# Order of transposes for matrix with matrix elements?

So say I have a matrix $$\begin{bmatrix} \begin{bmatrix} 1 \\ 2 \end{bmatrix}^T & \begin{bmatrix} 3 \\ 4 \end{bmatrix}^T & \begin{bmatrix} 5 \\ 6 \end{bmatrix}^T \end{bmatrix}^T.$$

How would I simplify this? I've tried two ways and they give me different resultant matrices, so I wanted to know if there's any specific order on these. For the example above, do we treat each inner matrix as a single element of the outer one, or do we treat all the inner matrices' elements as elements of the outer one?

I'm asking mostly because I'm trying to understand the construction of a certain matrix in a paper I'm reading, and I'm not fully sure if I've seen something like $$A = \begin{bmatrix} a^{(1)^T} & \dots & a^{(n)^T} \end{bmatrix}^T$$ before, (where the $$a^{(i)}$$'s are matrices as well).

It would be super helpful if anyone could explain. Thank you!

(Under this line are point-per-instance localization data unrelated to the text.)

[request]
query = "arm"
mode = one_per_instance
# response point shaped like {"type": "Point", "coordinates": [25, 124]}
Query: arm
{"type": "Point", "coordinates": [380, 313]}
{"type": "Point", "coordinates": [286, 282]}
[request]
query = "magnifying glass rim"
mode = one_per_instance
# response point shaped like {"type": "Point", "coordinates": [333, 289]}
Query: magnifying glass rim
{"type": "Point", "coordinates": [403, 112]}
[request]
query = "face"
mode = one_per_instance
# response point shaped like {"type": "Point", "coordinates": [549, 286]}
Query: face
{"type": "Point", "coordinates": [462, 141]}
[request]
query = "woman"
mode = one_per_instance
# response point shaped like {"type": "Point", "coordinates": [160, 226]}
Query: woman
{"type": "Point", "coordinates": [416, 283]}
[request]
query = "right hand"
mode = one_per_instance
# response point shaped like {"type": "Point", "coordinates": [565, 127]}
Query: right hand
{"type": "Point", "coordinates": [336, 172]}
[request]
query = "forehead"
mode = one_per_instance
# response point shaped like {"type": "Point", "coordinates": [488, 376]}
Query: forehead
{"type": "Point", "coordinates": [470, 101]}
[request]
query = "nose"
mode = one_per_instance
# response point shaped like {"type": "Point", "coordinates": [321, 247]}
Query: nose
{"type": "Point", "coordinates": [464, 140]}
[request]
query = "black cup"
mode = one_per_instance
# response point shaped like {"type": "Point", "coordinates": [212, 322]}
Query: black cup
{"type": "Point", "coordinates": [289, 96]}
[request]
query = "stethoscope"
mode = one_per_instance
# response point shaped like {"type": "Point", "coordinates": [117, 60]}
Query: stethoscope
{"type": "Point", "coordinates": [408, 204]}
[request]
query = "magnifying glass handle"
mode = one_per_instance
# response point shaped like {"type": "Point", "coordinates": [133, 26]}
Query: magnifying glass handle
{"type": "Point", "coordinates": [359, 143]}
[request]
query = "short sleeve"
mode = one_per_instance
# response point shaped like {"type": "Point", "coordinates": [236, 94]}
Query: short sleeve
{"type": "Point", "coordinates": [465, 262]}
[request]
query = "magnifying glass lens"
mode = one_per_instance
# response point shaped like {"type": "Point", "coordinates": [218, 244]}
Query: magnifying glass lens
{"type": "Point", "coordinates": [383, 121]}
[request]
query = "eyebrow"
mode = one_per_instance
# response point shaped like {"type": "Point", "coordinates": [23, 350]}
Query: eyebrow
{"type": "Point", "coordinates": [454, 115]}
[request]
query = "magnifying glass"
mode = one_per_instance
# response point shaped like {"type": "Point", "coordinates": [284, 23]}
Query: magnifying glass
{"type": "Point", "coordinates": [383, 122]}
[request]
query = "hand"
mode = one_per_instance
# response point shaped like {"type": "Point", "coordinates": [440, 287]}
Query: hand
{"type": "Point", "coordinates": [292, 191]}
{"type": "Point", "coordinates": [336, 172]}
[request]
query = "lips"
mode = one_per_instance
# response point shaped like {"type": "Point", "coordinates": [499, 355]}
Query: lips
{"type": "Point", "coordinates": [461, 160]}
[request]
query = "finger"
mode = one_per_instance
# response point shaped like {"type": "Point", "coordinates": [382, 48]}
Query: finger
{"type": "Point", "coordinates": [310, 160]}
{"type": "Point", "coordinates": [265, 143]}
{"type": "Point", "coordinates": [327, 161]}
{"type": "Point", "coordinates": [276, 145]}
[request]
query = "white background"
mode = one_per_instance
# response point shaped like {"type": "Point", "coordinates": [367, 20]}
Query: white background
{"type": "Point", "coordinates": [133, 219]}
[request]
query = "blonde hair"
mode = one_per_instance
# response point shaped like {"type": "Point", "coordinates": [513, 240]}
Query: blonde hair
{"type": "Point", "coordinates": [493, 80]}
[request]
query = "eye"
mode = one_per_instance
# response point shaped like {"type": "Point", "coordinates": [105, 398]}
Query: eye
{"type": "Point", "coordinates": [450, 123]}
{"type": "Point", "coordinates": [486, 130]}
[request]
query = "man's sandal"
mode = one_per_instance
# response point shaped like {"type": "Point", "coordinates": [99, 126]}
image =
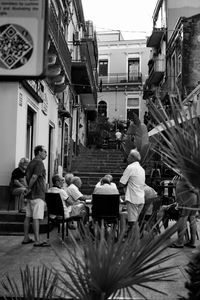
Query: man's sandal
{"type": "Point", "coordinates": [175, 246]}
{"type": "Point", "coordinates": [189, 245]}
{"type": "Point", "coordinates": [42, 244]}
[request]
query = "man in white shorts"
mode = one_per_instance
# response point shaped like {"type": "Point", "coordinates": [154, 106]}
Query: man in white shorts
{"type": "Point", "coordinates": [36, 179]}
{"type": "Point", "coordinates": [133, 180]}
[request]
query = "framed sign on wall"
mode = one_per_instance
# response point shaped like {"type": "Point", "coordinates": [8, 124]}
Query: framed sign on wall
{"type": "Point", "coordinates": [23, 39]}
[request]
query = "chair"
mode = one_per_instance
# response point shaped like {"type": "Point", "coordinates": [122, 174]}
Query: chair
{"type": "Point", "coordinates": [106, 208]}
{"type": "Point", "coordinates": [55, 207]}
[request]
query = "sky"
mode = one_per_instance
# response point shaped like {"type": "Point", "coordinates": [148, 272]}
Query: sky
{"type": "Point", "coordinates": [132, 17]}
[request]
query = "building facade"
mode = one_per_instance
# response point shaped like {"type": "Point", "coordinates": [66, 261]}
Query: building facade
{"type": "Point", "coordinates": [174, 42]}
{"type": "Point", "coordinates": [52, 111]}
{"type": "Point", "coordinates": [122, 70]}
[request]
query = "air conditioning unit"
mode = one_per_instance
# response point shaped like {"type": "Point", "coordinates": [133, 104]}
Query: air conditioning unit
{"type": "Point", "coordinates": [76, 38]}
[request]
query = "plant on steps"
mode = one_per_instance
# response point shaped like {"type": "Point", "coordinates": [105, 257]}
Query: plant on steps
{"type": "Point", "coordinates": [179, 142]}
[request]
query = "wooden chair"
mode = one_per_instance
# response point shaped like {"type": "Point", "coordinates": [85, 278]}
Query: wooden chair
{"type": "Point", "coordinates": [55, 208]}
{"type": "Point", "coordinates": [106, 208]}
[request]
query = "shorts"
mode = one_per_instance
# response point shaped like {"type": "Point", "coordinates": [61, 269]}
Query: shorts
{"type": "Point", "coordinates": [186, 212]}
{"type": "Point", "coordinates": [35, 209]}
{"type": "Point", "coordinates": [133, 211]}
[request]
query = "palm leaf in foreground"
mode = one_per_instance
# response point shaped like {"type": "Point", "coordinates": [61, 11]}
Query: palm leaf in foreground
{"type": "Point", "coordinates": [36, 283]}
{"type": "Point", "coordinates": [179, 143]}
{"type": "Point", "coordinates": [99, 268]}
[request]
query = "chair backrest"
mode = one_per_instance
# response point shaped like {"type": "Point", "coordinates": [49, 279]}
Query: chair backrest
{"type": "Point", "coordinates": [105, 206]}
{"type": "Point", "coordinates": [54, 204]}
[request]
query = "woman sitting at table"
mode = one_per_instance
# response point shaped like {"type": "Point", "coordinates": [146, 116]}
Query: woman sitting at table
{"type": "Point", "coordinates": [105, 187]}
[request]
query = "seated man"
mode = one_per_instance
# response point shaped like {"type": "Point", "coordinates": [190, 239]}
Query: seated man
{"type": "Point", "coordinates": [105, 187]}
{"type": "Point", "coordinates": [18, 183]}
{"type": "Point", "coordinates": [110, 178]}
{"type": "Point", "coordinates": [76, 198]}
{"type": "Point", "coordinates": [57, 181]}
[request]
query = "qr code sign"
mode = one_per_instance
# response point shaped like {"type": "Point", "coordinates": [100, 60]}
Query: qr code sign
{"type": "Point", "coordinates": [16, 46]}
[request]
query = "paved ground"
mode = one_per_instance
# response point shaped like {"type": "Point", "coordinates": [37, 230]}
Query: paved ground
{"type": "Point", "coordinates": [14, 255]}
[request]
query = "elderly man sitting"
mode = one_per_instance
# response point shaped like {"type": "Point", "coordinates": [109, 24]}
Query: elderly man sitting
{"type": "Point", "coordinates": [106, 187]}
{"type": "Point", "coordinates": [76, 199]}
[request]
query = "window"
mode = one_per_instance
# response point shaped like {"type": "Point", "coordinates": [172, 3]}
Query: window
{"type": "Point", "coordinates": [179, 65]}
{"type": "Point", "coordinates": [134, 102]}
{"type": "Point", "coordinates": [133, 69]}
{"type": "Point", "coordinates": [103, 67]}
{"type": "Point", "coordinates": [29, 133]}
{"type": "Point", "coordinates": [102, 109]}
{"type": "Point", "coordinates": [173, 72]}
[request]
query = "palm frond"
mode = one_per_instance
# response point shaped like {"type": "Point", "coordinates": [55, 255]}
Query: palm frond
{"type": "Point", "coordinates": [36, 283]}
{"type": "Point", "coordinates": [100, 266]}
{"type": "Point", "coordinates": [179, 142]}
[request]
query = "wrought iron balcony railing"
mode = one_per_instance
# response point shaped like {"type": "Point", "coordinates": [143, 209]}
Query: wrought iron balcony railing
{"type": "Point", "coordinates": [121, 78]}
{"type": "Point", "coordinates": [59, 41]}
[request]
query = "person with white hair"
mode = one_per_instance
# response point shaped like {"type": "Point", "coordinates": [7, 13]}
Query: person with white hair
{"type": "Point", "coordinates": [18, 184]}
{"type": "Point", "coordinates": [133, 180]}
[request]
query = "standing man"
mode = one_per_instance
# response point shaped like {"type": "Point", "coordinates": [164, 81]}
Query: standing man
{"type": "Point", "coordinates": [36, 179]}
{"type": "Point", "coordinates": [118, 137]}
{"type": "Point", "coordinates": [133, 180]}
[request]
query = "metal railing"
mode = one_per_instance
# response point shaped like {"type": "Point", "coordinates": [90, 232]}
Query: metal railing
{"type": "Point", "coordinates": [121, 78]}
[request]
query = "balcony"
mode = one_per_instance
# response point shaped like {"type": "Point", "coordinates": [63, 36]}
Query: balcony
{"type": "Point", "coordinates": [59, 43]}
{"type": "Point", "coordinates": [121, 79]}
{"type": "Point", "coordinates": [154, 40]}
{"type": "Point", "coordinates": [83, 73]}
{"type": "Point", "coordinates": [156, 70]}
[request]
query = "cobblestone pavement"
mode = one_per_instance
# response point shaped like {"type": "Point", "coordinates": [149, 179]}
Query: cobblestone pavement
{"type": "Point", "coordinates": [14, 255]}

• Is the paper publicly available? Perhaps it would be possible to infer which of the two meanings they have in mind from the context?
– user700480
Commented Sep 6, 2022 at 10:26

The usual interpretation of a notation like this is that $$\begin{bmatrix} A^T & B^T & C^T \end{bmatrix}$$ is a matrix in block format, so it is really just a single matrix composed of the elements that belonged to $$A^T,$$ $$B^T,$$ and $$C^T.$$ When you transpose it, its first row becomes its first column, etc., so
$$\begin{bmatrix} A^T & B^T & C^T \end{bmatrix}^T = \begin{bmatrix} A \\ B \\ C \end{bmatrix}.$$
For example, $$\begin{bmatrix} \begin{bmatrix} 1 \\ 2 \end{bmatrix}^T & \begin{bmatrix} 3 \\ 4 \end{bmatrix}^T & \begin{bmatrix} 5 \\ 6 \end{bmatrix}^T \end{bmatrix}^T = \begin{bmatrix} 1 & 2 & 3 & 4 & 5 & 6 \end{bmatrix}^T = \begin{bmatrix} 1 \\ 2 \\ 3 \\ 4 \\ 5 \\ 6 \end{bmatrix}$$
A reason to use the transpose within the transpose is that you really wanted the blocks of the matrix to be arranged in a column like this, $$\begin{bmatrix} A \\ B \\ C \end{bmatrix},$$ but you want to write the matrix as a formula inline with your text, or you just don't want to use that much vertical space.